Ein neuer Tag, eine neue Empörung

Dieser Eindruck drängt sich auf, wenn N24, die „Welt“ oder die „Zeit online“ wieder einen Bericht zum Besten geben, der Menschen mit ihrer Sorge um Kinder und um die gesellschaftliche Entwicklung in Deutschland in einem schlechten Licht präsentiert. So wird z.B. kritisiert: „In der Mitgliederzeitschrift der Gymnasiallehrer von Sachsen-Anhalt wird die angebliche sexuelle Belästigung durch Asylbewerber beklagt und Aufklärung gefordert.“ Untermalt wird dies mit Zitaten, es handle sich um „viele junge, kräftige, meist muslimische Männer“, und selbige hätten  „nicht immer die ehrlichsten Absichten“. Auch müssten sich „verantwortungsvolle Pädagogen“ des Verbandes nun fragen, wie man Mädchen ab zwölf Jahren vor Sex mit muslimischen Männern warnt, damit sie sich nicht „auf ein oberflächliches sexuelles Abenteuer mit sicher oft attraktiven muslimischen Männern einlassen“.

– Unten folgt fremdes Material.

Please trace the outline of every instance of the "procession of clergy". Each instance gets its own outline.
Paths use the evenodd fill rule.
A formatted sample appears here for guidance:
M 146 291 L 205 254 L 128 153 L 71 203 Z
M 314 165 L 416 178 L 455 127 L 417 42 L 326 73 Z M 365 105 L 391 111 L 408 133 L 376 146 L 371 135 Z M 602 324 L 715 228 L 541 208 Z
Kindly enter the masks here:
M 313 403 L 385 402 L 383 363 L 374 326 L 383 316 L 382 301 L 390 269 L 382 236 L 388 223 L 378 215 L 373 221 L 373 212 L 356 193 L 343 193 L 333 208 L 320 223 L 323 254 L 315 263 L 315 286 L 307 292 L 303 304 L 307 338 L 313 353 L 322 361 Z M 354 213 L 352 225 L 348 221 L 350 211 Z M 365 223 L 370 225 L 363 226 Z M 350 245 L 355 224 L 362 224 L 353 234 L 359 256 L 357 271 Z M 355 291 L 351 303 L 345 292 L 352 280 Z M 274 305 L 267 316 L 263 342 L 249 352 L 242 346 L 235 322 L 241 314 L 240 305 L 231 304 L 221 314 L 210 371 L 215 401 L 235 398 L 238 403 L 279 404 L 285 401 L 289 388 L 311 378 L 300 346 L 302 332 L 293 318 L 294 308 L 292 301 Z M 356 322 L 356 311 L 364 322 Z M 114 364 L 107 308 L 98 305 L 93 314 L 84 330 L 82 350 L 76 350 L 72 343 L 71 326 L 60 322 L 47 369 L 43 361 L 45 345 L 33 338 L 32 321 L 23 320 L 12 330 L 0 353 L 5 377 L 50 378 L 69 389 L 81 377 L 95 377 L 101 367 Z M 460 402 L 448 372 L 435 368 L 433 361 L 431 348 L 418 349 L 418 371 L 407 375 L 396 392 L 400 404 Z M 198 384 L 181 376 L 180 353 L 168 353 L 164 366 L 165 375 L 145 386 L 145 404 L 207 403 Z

Offenbar handelt es sich hierbei um eine Thematik, die den betreffenden Pädagogen wichtig ist. Linke und Grüne scheuen sich jedoch nicht, in bekannt ideologischer Ignoranz, selbige Problematik abzuschmettern, indem sie antworten: „Das grenzt an Hetze“ und „Das ist inhaltlich auf einem unterirdischen Niveau, das bedient Vorurteile und den rechten Rand.

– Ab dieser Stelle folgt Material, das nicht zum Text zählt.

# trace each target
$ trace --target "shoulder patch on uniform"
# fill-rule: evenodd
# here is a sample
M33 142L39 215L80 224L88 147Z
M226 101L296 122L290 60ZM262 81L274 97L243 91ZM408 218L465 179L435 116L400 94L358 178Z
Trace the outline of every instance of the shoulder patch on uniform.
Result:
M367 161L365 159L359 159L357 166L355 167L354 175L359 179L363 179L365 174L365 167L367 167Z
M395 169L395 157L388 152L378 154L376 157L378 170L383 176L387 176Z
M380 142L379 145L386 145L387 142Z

Gerade das Abschmettern der Forderung nach Aufklärung, welche durchaus zu einer Entspannung auch im Sinne der Linken führen könnte, sollte den jeweiligen Wählern zu denken geben. Das Bedürfnis der Menschen nach Sicherheit und nach der Lösung von Problemen, die sich ganz offensichtlich mit der massenhaften Einwanderung ergeben, sollte nachvollziehbar sein. Interessant ist hierbei wieder einmal zu sehen, dass das deutsche Volk und seine Ängste nicht mehr ernstgenommen und berücksichtig werden. Vertreter der Linken und Grünen leugnen lieber bestehende Probleme, versuchen eine Aufklärung zu vermeiden und nehmen eine Gefährdung der Kinder in Kauf. Dass diese Situation so nicht haltbar ist und selbige Politiker ihr Handeln ganz offen GEGEN die deutsche Bevölkerung richten, sollte hierbei ersichtlich sein.

Die Partei „Der III. Weg“ sieht Bedürfnisse und Entwicklung von Familien und Kindern im Zentrum der politischen Arbeit und vertritt somit die Auffassung, dass die Unterstützung der Pädagogen, auch durch die Aufklärung und Behandlung von bestehenden Problemen, notwendig ist und nicht ignoriert werden darf.